SunPower Inc. New Standards Disclosure
Recently Adopted Accounting Pronouncements
In July 2025, the Financial Accounting Standards Board (“FASB”) issued Accounting Standards Update (“ASU”) 2025-05 “Measurement of Credit Losses for Accounts Receivable and Contract Assets” which provides an update to all entities with a practical expedient when estimating expected credit losses. This ASU is effective for annual reporting periods beginning after December 15, 2025, and interim reporting periods within those annual reporting periods. Early adoption is permitted in both interim and annual reporting periods in which financial statements have not yet been issued or made available for issuance.
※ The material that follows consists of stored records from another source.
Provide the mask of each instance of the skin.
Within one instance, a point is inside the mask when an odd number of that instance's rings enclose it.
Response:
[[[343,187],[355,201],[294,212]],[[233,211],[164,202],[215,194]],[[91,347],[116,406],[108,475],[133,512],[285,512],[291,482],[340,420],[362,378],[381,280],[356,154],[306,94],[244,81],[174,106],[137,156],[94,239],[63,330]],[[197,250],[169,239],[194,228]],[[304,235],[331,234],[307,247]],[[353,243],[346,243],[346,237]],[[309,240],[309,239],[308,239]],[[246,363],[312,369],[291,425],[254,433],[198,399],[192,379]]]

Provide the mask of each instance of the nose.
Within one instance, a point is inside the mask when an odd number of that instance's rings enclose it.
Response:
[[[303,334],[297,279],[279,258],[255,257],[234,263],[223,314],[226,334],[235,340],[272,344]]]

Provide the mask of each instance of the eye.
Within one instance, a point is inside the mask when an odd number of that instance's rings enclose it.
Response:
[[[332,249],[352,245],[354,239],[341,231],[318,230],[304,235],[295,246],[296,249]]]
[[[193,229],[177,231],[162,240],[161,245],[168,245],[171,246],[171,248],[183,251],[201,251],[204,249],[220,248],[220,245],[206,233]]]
The Company adopted ASU 2025-05 in the fiscal year ended December 28, 2025. The impact of the adoption was not material to the Company’s consolidated financial statements.
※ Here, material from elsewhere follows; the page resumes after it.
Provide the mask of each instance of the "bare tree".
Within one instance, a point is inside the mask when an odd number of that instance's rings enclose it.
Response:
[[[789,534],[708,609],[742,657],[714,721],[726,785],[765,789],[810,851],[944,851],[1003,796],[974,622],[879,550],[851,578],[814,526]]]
In December 2023, the FASB issued ASU 2023-09, “Income Taxes (Topic 740): Improvements to Income Tax Disclosures”. The objective of ASU 2023-09 is to enhance disclosures related to income taxes, including specific thresholds for inclusion within the tabular disclosure of income tax rate reconciliation and specified information about income taxes paid. ASU 2023-09 is effective for public companies starting in annual periods beginning after December 15, 2024. The Company adopted this ASU on a prospective basis in its annual report in the fiscal year ended December 28, 2025. The impact of the adoption was not material to the Company’s consolidated financial statements.
Historical Timeline
| Fiscal Year | Filed | |
|---|---|---|
| 2025 | Apr 14, 2026 | Showing above |
| 2024 | Apr 30, 2025 | |
| 2023 | Apr 1, 2024 | |
| 2022 | Apr 6, 2023 | |
| 2021 | Apr 13, 2022 | |
About New Standards Disclosures
New accounting standards disclosures describe recently adopted pronouncements and those not yet effective, along with management's assessment of their expected impact. This section provides an early warning system for upcoming changes to how a company reports its financial results, often years before the new rules take effect.
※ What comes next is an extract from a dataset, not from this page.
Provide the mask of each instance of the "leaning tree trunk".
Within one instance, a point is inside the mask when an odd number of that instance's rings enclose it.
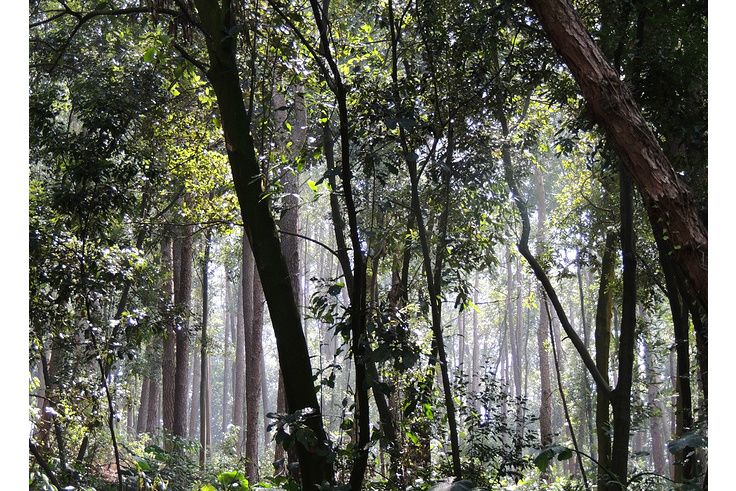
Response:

Key signals: when management describes a not-yet-adopted standard's impact as "material" or "still being evaluated," it signals potential significant changes to reported metrics upon adoption. Watch for standards that affect a company's core operations — for example, revenue recognition changes for software companies or lease accounting changes for retailers with large store footprints. The transition method chosen (full retrospective versus modified retrospective) affects comparability with prior periods. Companies that delay adoption to the latest permitted date may be struggling with implementation complexity. Compare the disclosed impact assessments against peers in the same industry to gauge whether management's expectations are reasonable.